I'm home today with a sprained ankle, which gave me the chance to read Dreams of Ruin.
Dreams of Ruin is a strong idea that's clearly been thought through. It describes how a negative energy ecology suitable as a campaign-level threat to challenge high level PCs works, and provides a model for the various subcomponents involved in running it - sample encounters, information on how to run and adjudicate the PCs setting up a research laboratory or magically rewriting society and landscape to fight it, the colossal efforts necessary to cure / banish / control / weaponise it, etc. The ideas are well-done, interesting, coherent and nearly exhaustive. Even if you didn't want to use the Forest of Woe exactly, you could adapt a lot of this material to any sort of depersonalised creeping interplanar threat. For example, if you run Kevin Crawford's Red Tide setting, you could pull out tons of material here and use it with minimal conversion to depict how the PCs drive back the Red Tide itself (it helps that both settings are Labyrinth Lord ones). Or if you have a chaotic blight that threatens the campaign area a la Beyond the Wall: Further Afield's new threat pack, you could do some easy price conversions (I'd divide all prices by at least a thousand gold) and use it to run the blight in conjunction with the threat pack. The research component is especially well done, including handouts that chart out research paths for potential facts you can discover (while under tremendous time pressure that the book lays out clearly and in great detail).

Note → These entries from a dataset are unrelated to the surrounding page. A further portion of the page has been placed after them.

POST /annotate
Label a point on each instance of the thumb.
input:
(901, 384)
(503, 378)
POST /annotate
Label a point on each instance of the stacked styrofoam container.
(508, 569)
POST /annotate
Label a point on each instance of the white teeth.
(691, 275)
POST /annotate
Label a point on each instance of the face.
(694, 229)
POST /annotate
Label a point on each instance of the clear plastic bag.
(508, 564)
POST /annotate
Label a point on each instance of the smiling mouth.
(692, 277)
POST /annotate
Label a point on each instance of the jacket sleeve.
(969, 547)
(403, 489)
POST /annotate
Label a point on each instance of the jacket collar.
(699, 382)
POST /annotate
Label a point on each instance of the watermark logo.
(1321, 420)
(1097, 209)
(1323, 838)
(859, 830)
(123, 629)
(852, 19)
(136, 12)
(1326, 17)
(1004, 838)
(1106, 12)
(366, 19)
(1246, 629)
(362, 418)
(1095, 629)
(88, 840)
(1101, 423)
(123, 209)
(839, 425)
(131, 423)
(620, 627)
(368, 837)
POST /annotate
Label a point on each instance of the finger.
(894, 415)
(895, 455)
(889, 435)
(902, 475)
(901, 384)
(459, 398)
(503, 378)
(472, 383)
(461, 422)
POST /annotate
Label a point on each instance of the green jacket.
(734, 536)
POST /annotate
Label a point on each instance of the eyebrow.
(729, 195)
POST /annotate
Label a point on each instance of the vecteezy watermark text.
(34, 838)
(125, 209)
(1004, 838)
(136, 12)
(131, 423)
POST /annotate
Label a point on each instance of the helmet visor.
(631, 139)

The main flaw of the book is basically the same thing as its strength: Its singularity of vision. Dreams of Ruin sets up the Forest of Woe as something that stories and adventures spin out of, but it only gives you some rough guidelines and ideas about what those stories and adventures would be. In particular, the book could use a table or set of tables that cover "What is the weird magical material your research project requires?" "Where is it found" "Who controls it?" Magical items required for things like research are laid out (including building a device that requires 60 Gems of Seeing) but a lot of the other devices / spells / options just basically say some variation on "Spend an ungodly amount of money". Having a larger master table of random magical junk could either replace the pedestrian gold costs, or augment them with concrete detail ("So, uh, I rolled that you need 100,000 gp worth of Titan spittle," or "You need the baculum of a leviathan, and six rare flowers of eternity to build your Automatic Augerer"). (Edit: You could repurpose the system it gives for breakthrough critical items that refers you to the LL AEC, but that still wouldn't help you come up with who owns it and where they are, and what you need to do to get it).

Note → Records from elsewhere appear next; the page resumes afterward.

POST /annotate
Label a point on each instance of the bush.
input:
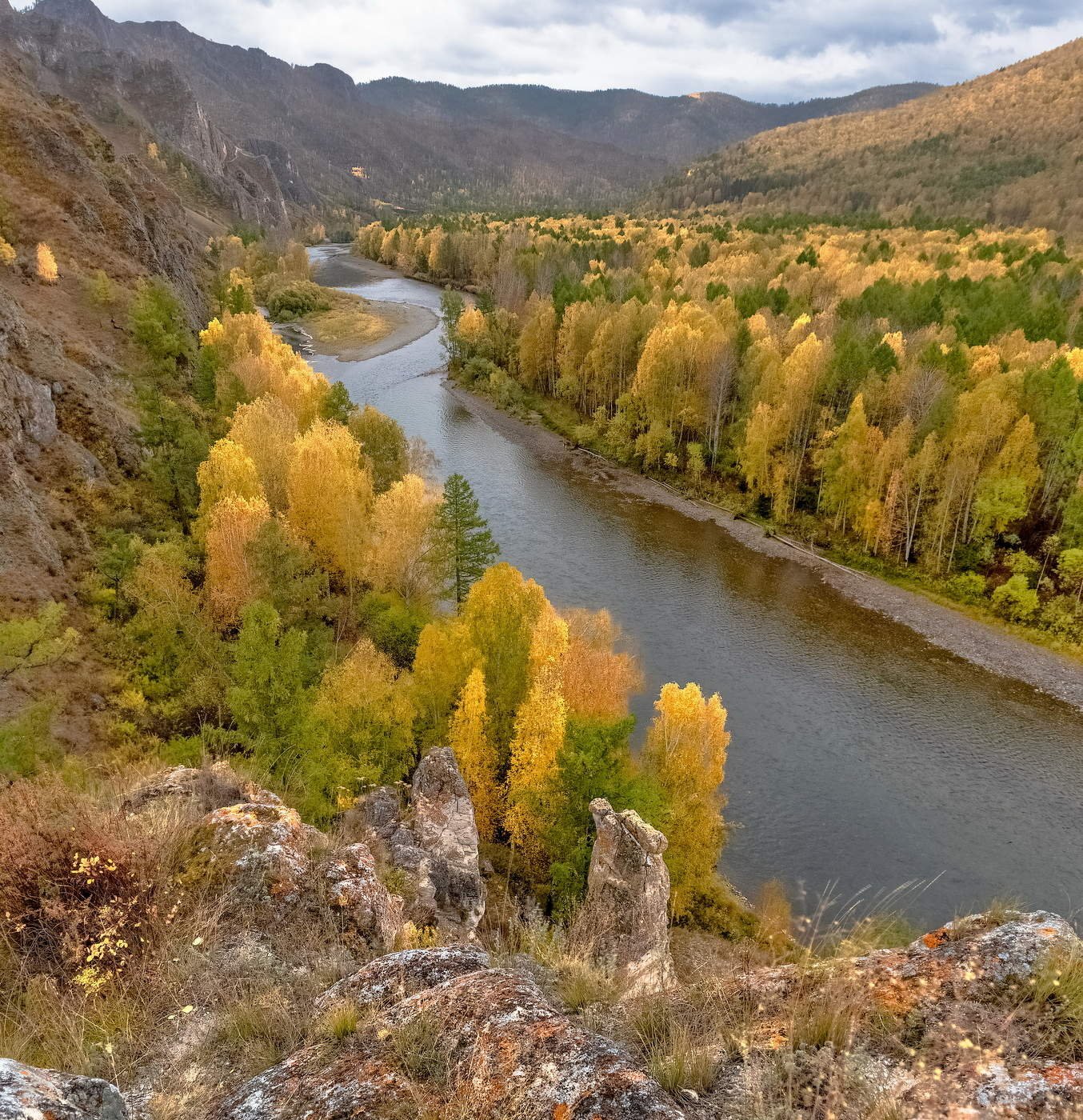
(967, 587)
(293, 300)
(78, 886)
(1015, 601)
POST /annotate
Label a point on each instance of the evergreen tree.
(464, 545)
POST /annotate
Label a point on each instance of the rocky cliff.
(65, 428)
(268, 970)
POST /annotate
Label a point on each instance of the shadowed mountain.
(406, 143)
(1001, 148)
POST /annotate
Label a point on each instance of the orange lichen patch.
(1069, 1077)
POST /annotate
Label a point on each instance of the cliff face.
(64, 426)
(425, 145)
(74, 54)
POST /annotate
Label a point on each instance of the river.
(862, 758)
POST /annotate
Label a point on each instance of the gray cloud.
(777, 50)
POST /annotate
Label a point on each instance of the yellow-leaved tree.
(685, 754)
(470, 739)
(330, 496)
(597, 679)
(401, 538)
(46, 265)
(226, 470)
(367, 713)
(265, 429)
(540, 726)
(232, 526)
(500, 615)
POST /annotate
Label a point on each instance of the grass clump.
(422, 1050)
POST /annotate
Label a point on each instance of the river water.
(862, 758)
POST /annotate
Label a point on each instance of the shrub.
(1015, 601)
(967, 587)
(46, 265)
(294, 299)
(78, 885)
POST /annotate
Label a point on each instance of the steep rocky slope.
(414, 145)
(1001, 148)
(274, 977)
(64, 423)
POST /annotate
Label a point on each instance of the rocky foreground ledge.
(946, 1026)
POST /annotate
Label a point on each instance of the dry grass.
(350, 322)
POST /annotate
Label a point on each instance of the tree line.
(289, 585)
(906, 394)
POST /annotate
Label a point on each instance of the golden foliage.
(46, 265)
(330, 496)
(232, 526)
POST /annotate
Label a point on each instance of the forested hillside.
(336, 146)
(1004, 148)
(912, 398)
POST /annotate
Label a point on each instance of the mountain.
(1002, 148)
(673, 129)
(330, 142)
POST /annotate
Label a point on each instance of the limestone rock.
(391, 979)
(204, 789)
(504, 1050)
(28, 1094)
(355, 892)
(626, 912)
(965, 960)
(450, 879)
(262, 849)
(434, 839)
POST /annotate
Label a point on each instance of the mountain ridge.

It might also be useful to have a random high-powered NPC You Need to Recruit To Your Research Team table that covers what they want ("We need to recruit the Witch-Queen of Blagoblag - she wants the Gem of Guzzendle as payment") to spur ideas.

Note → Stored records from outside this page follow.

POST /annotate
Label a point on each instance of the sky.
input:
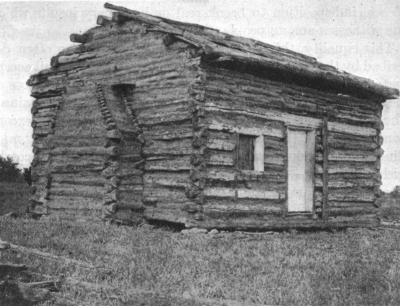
(360, 37)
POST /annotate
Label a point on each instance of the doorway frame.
(312, 166)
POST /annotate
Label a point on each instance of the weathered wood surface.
(249, 51)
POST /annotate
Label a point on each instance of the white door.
(301, 152)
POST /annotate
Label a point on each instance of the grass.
(352, 267)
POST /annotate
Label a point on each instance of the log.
(110, 151)
(220, 192)
(4, 246)
(78, 38)
(168, 39)
(74, 203)
(295, 120)
(114, 134)
(120, 18)
(11, 270)
(361, 168)
(258, 194)
(103, 21)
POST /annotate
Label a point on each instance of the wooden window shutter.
(246, 152)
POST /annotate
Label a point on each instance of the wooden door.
(301, 153)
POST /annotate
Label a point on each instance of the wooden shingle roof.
(225, 47)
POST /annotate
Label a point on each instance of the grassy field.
(352, 267)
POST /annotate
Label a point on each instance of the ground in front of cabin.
(351, 267)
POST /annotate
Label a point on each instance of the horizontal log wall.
(155, 125)
(249, 105)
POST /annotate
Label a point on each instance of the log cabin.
(147, 118)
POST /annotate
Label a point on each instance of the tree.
(9, 171)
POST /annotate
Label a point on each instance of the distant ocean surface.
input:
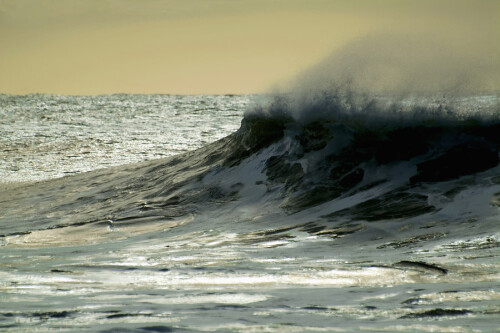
(48, 136)
(336, 213)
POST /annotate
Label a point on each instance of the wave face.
(372, 209)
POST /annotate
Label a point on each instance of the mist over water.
(382, 75)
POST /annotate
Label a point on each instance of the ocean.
(248, 213)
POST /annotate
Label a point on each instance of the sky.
(86, 47)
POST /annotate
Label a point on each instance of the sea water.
(280, 226)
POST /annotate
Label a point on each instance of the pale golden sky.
(208, 46)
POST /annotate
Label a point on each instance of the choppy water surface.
(47, 136)
(283, 226)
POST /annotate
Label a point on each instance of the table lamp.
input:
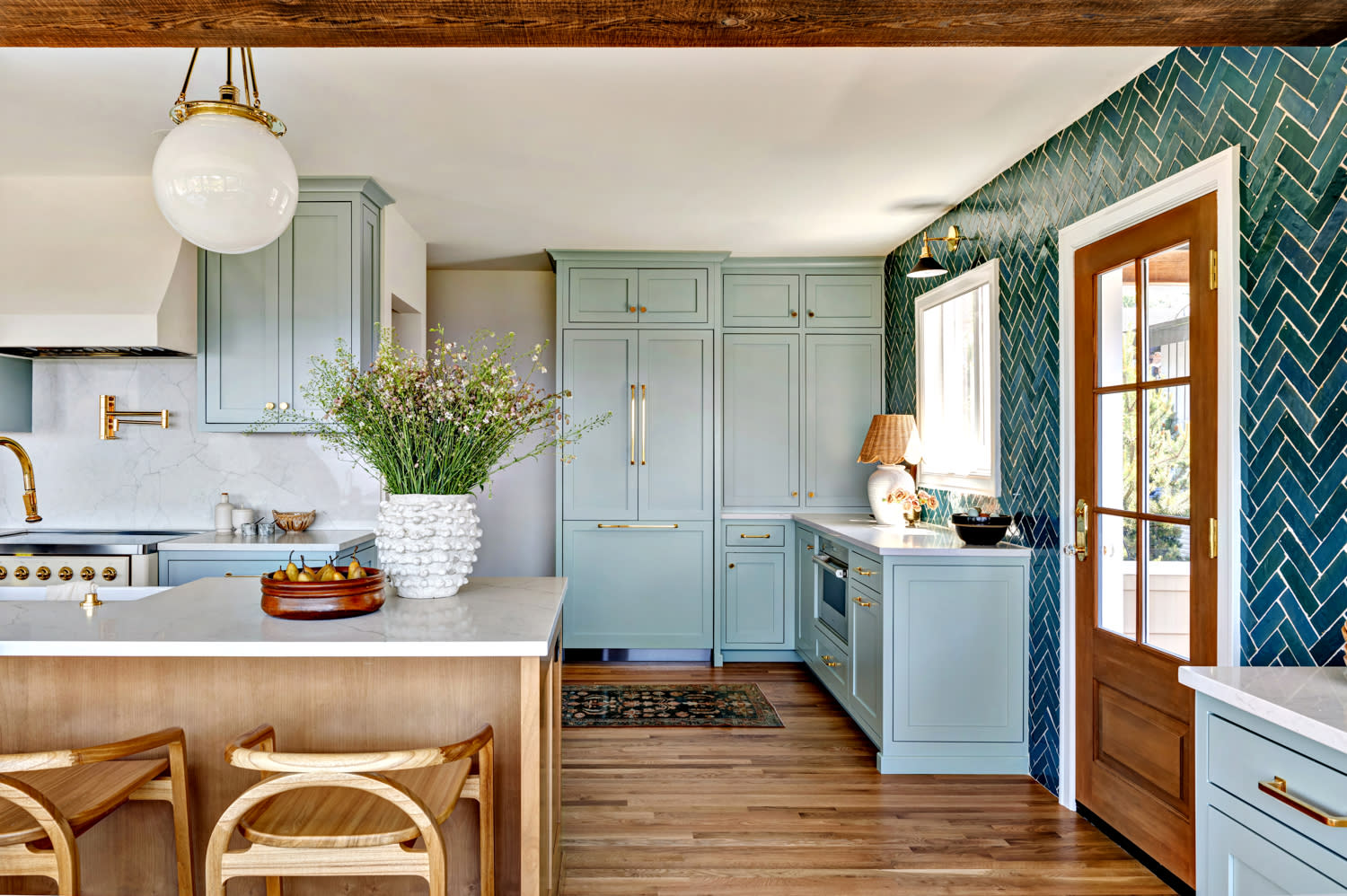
(891, 442)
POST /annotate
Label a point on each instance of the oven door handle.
(826, 562)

Similarly, the prolixity of the book is greatly appreciated in some areas (describing how the Forest of Woe works; facts PCs can find out through research; elaborating on the challenges of liquefying a god and running them through an oil pipeline) but less so in others. In particular, the sample encounters are overwritten, and could be more concise. It took a second read and the memory of a picture a few hundred pages back to realise there were devil mechs in one encounter.
Overall, I think it's a good book to pick up (especially because it's free) if you're trying to get ideas about how to run high level campaigns. There's a lot of material and structures here that, even if you don't adopt them directly, should serve as a useful model for how to structure such material in your own game.